We also went to the final concert of the BSO’s current season – we have hardly been to hear them all season and then went two weekends in a row!  It was the Verdi Requiem, which I had never heard live.  It’s a gorgeous, very operatic piece, and seeing the percussionist beating the you-know-what out of the bass drum in the Dies Irae was quite something! Also the trumpet choirs playing from the balcony were a tremendous effect. The young soprano was Angela Meade, who had been one of the winners of the Met Opera National Council Auditions and had subsequently filled in at the Met in Verdi’s Ernani.  She came into the studios for an interview beforehand, was very engaging, and sang wonderfully we thought.
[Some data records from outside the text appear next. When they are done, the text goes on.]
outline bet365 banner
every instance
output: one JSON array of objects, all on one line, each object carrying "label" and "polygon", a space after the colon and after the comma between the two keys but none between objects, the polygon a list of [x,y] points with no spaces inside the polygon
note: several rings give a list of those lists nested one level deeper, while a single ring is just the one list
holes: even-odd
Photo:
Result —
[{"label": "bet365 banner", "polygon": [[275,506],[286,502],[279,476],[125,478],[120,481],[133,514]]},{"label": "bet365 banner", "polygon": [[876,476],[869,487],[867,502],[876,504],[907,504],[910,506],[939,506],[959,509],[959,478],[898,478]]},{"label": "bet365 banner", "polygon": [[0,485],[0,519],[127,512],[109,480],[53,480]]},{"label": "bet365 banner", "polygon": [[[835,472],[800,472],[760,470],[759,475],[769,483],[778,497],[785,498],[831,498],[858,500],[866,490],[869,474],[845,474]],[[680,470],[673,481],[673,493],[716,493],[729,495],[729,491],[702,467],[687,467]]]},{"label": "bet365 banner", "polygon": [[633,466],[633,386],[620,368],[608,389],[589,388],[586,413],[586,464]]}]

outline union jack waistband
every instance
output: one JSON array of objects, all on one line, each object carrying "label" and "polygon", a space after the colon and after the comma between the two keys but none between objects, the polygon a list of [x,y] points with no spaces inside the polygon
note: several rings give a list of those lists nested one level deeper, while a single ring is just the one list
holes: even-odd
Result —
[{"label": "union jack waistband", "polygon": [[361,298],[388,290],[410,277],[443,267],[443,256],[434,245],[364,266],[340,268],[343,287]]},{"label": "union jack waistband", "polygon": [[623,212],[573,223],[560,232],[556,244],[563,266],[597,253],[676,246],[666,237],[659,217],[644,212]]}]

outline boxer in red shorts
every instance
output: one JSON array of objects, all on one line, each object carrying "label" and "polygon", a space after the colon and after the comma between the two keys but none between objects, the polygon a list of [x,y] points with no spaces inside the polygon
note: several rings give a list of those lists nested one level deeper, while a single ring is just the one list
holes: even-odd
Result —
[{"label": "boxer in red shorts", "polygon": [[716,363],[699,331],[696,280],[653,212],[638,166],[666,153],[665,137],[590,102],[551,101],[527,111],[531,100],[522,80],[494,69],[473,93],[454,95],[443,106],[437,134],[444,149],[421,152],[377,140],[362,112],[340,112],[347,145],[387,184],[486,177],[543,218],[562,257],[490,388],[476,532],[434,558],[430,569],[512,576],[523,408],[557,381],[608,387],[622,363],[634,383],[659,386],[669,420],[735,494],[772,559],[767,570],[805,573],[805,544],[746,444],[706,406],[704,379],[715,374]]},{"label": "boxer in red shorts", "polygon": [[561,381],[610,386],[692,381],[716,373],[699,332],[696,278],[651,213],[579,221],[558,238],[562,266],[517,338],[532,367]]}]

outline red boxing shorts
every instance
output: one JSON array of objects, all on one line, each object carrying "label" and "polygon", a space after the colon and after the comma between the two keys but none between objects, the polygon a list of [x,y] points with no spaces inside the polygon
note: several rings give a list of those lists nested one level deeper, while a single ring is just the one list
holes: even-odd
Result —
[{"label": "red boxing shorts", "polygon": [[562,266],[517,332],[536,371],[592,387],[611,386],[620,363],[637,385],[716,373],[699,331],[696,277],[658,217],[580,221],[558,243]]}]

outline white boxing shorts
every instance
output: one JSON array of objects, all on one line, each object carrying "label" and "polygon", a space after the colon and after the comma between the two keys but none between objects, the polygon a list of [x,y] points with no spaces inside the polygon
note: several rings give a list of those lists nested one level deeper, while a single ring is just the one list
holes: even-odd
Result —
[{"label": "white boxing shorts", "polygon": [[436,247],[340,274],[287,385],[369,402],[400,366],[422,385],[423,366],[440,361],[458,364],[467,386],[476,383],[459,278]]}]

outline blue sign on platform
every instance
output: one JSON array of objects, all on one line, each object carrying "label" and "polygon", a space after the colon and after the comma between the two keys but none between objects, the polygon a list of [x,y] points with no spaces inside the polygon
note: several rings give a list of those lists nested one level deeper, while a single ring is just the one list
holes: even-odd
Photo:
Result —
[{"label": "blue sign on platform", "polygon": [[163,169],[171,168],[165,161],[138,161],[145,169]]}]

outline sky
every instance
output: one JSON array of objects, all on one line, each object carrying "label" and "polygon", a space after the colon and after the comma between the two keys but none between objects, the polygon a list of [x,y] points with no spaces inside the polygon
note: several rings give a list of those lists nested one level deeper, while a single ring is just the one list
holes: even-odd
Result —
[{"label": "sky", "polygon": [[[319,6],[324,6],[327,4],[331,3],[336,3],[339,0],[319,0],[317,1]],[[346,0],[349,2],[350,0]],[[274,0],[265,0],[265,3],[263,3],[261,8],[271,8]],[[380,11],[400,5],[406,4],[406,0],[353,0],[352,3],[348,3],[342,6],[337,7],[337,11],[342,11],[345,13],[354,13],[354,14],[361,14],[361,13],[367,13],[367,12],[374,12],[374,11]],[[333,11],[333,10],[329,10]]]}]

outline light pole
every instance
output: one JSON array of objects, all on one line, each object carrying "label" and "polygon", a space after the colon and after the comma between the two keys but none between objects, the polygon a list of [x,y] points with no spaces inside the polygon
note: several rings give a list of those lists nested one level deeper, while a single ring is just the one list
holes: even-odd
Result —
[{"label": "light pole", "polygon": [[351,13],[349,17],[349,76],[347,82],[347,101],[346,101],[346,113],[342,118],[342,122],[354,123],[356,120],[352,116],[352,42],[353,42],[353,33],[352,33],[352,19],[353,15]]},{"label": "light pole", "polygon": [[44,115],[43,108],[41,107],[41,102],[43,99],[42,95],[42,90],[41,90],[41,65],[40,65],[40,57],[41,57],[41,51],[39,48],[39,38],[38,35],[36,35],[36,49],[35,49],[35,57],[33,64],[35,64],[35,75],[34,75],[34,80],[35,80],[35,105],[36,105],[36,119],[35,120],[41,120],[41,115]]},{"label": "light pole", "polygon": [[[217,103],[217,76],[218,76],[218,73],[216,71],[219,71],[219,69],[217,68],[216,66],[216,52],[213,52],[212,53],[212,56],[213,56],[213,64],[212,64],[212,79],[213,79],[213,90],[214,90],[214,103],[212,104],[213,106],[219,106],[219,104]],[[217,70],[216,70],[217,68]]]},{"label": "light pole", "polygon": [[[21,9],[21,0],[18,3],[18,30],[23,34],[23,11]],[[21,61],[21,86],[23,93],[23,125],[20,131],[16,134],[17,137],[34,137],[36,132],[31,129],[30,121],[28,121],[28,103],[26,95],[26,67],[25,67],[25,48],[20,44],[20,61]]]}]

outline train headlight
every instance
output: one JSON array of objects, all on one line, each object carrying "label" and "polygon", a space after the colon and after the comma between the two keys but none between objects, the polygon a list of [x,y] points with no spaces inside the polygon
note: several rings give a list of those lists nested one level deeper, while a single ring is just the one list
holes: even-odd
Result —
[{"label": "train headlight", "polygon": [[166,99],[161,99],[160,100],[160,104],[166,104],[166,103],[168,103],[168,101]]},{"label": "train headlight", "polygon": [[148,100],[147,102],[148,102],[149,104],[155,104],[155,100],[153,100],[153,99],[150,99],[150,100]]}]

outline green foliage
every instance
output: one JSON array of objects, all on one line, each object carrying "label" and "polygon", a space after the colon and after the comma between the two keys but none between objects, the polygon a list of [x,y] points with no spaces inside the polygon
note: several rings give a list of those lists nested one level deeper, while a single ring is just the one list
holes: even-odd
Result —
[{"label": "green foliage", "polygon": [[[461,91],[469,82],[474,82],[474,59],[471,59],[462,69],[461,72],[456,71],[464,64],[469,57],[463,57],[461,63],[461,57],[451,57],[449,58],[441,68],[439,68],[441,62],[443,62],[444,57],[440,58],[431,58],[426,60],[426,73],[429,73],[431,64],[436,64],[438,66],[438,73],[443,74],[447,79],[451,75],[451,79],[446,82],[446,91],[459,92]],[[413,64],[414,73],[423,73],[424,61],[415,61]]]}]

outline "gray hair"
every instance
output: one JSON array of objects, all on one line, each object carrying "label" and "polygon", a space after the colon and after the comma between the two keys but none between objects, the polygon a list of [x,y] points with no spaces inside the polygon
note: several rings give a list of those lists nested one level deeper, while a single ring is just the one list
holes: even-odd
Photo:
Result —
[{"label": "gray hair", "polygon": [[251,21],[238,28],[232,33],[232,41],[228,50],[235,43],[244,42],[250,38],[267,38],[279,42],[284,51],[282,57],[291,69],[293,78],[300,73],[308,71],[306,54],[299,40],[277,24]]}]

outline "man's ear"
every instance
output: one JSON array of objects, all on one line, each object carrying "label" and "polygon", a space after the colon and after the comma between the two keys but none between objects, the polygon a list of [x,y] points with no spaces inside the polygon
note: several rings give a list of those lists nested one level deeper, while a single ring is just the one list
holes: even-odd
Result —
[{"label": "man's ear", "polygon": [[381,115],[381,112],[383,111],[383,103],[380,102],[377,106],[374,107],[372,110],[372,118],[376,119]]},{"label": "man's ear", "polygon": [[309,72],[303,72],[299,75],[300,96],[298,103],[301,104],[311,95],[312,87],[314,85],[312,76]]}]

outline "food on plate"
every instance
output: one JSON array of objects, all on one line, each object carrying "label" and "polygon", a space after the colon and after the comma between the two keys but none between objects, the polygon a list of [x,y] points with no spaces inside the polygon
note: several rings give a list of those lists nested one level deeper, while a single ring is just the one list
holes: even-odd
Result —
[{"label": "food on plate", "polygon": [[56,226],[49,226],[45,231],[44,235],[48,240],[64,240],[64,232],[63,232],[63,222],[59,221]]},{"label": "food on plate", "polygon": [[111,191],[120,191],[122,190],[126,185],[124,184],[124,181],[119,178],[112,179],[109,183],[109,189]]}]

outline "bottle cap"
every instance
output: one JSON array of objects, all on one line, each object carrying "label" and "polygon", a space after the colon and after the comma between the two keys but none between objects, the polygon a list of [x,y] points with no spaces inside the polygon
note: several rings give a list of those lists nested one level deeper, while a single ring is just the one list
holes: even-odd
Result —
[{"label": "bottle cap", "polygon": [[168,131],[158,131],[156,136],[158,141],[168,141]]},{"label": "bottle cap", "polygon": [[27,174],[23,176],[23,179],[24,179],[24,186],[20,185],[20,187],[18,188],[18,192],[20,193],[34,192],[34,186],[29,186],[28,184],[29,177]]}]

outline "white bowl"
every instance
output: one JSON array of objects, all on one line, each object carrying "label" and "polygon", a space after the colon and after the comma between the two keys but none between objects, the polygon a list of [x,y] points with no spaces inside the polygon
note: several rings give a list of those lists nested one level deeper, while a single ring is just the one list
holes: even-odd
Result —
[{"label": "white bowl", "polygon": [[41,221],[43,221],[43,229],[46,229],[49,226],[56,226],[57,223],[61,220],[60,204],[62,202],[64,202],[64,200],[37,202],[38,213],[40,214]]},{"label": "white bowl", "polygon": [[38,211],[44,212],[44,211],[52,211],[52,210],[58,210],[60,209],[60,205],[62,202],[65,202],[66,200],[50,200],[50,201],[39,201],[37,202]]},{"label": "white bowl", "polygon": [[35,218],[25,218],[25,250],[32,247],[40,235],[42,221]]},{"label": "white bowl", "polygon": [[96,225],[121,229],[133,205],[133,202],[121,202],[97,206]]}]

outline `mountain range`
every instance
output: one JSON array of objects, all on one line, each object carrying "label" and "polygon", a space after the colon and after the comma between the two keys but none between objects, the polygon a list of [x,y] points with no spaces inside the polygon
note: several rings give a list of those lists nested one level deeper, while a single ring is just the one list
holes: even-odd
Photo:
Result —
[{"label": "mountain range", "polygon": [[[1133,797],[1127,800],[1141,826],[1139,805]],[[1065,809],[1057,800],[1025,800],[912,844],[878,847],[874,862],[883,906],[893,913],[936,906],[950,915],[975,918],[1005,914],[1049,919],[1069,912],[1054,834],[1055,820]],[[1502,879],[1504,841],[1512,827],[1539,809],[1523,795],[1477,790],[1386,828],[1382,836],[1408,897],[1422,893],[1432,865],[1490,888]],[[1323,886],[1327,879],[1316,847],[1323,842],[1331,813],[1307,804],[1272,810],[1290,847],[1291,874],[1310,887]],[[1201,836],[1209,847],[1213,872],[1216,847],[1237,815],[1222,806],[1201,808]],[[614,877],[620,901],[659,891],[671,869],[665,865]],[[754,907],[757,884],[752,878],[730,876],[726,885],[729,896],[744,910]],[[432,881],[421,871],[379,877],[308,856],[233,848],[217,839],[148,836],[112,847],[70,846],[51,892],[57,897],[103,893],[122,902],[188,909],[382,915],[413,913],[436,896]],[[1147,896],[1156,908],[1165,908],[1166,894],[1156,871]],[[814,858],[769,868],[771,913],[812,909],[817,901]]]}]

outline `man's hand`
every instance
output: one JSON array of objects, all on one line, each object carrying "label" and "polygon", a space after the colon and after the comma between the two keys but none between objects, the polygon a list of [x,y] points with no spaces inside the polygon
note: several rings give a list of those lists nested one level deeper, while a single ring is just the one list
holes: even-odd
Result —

And then the most recent “play” was to go and see the legendary Royal Danish Ballet at the Kennedy Center last weekend.  I have known of them for years, and of Auguste Bounonville, and his Romantic ballets like La Sylphide, Le Conservatoire, The Flower Festival in Genzano and Napoli.  DB wasn’t so keen because he had never heard of him and didn’t know the music, but he indulged me and I was just thrilled to go – especially since it is rare to see them here; they haven’t been in the States for almost 20 years.  So, we went to see Napoli, or The Fisherman and his Bride.  I only knew the music from the last act, and it makes sense because that is certainly the most engaging act of the ballet, but it was really fascinating to see the technique, which is very precise and structured – one can see the architecture of the dance.  The dancers are very disciplined and the ensemble is excellent, and I was so struck by their musicality, truly dancing with and through the music in a way that should be a given, but is not necessarily so.  The ballet itself is a bit of a curiosity in a Romantic kind of way (even though their new Artistic Director, Nikolaj Hubbe, who is Danish but used to be a Principal with the New York City Ballet, had updated it to the 1950’s) and it is clearly a period piece. Yet seeing the remarkably high standard of the company transcended that.  It seems to work out that we make a yearly pilgrimage so see ballet somewhere, and this was certainly a highlight.